You are the soothsayer in question, a hermitic fortune teller who spends their days taking questions from a string of anthropomorphic animal visitors, and attempting to find answers using magical means. At first, these visits seem unrelated. Over time though, it becomes clear that your patrons belong to a nearby tribe in the midst of rising conflict. Each wants your advice for different decisions both minor and major. You will help villagers decide the fate of their own lives and the village as a whole.
What sets Grotto apart from other narrative driven games, though, is how murky the decision-making process is. Each session concludes with a patron asking you to present them a constellation—which you view through a hole in the cave roof and store for later as paintings on a wall—that will, in some way, speak to their condition.

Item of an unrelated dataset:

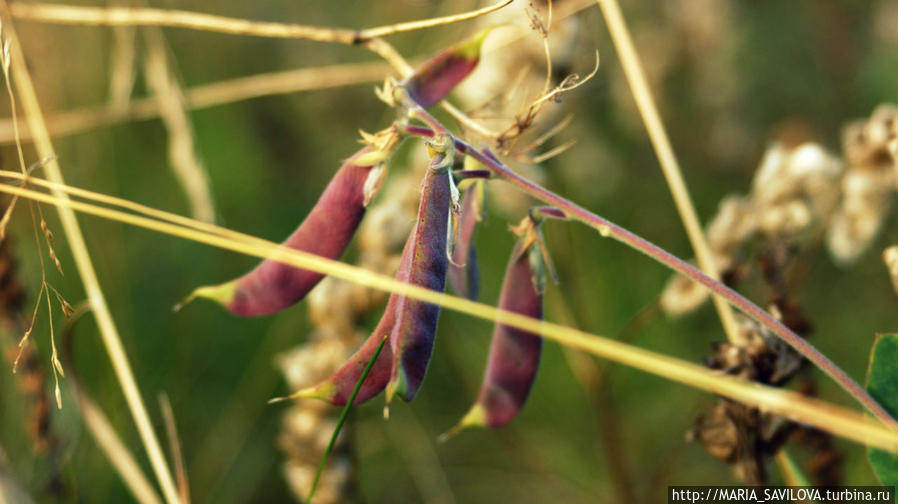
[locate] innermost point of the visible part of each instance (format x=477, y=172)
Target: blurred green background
x=729, y=77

Present the scorpion constellation, for example, and it might communicate that they should sting their friends in the back. On the other hand, it might indicate that someone they trust is going to betray them. And that’s just one of many constellations which can all be interpreted in multiple different ways. Like I said, murky.
First-person advice giver
It’s interesting to describe the game this way from the vantage point of having completed it because while playing Grotto, it often feels overly simplistic and repetitive. But that’s because most of its mechanical depth is hidden beneath the incredibly stylised Darkest Dungeon-esque surface. As you play, the verbs at your disposal are simple. Wake up, walk to the next chamber where one of your patrons is waiting, talk to them, walk to the constellation wall and pick one, walk back to your patron, present the constellation, listen to their response. Repeat all those steps once more and it’s probably time to go to bed. Then, you do it all again.

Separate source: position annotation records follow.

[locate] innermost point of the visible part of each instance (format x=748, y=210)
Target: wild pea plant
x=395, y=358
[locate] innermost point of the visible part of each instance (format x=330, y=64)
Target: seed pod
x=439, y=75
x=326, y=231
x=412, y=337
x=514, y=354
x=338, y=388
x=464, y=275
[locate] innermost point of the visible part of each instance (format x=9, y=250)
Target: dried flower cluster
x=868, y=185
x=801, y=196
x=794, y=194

Over time, the mechanics that I mentioned above get added to the mix. Before you select a constellation, you may want to seek the wisdom of the dead. But, functionally, these are a hint system—sometimes reliable, sometimes not—more than mechanics in their own right. So, that leaves picking constellations. You go to the wall. You look at the dozen-plus constellations. You read the mythopoetic descriptions that accompany them. You choose one and hope for the best. This is Grotto at its most complex and yet, it isn’t that complex.
What keeps the game engaging over the course of a playthrough is the depth of the storytelling on display, and how strangely removed you are from your interactions. I don’t think I’ve ever played a game where the consequences of my actions were entirely related to me secondhand.

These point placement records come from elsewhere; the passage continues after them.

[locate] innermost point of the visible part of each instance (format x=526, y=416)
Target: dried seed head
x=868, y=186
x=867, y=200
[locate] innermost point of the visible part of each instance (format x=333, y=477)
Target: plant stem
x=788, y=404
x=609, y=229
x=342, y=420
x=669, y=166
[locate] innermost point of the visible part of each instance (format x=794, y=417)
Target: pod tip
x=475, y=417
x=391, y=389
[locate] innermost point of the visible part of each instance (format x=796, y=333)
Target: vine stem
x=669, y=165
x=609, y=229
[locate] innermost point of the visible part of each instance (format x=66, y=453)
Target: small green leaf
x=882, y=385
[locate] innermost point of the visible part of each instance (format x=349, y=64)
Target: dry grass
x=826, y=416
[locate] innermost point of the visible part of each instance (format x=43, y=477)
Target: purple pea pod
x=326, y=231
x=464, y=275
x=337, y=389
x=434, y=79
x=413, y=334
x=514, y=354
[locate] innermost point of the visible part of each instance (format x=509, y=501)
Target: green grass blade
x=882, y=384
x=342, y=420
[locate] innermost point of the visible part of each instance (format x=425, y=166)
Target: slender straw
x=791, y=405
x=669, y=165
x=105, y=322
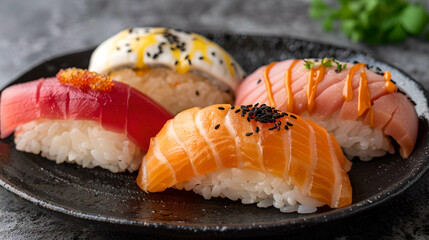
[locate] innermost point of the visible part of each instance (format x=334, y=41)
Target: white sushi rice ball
x=251, y=186
x=82, y=142
x=356, y=138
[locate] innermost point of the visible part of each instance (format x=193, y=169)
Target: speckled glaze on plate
x=103, y=198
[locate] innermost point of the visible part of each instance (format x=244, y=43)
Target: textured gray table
x=33, y=31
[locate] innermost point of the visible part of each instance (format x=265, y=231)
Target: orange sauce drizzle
x=390, y=87
x=348, y=90
x=314, y=78
x=288, y=86
x=268, y=84
x=364, y=99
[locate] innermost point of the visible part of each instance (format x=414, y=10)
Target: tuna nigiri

But that’s the approach Grotto takes, and it’s fascinating to hear how villagers following your advice (or misinterpreting it) plays out. Though the process of playing it can occasionally drift into tedium, it’s worth working through the repetition to see the game to its eventual conclusion. In Grotto your choices matter. But they matter in the same way your choices matter in the real world: in ways you can’t see in the moment and may never see at all.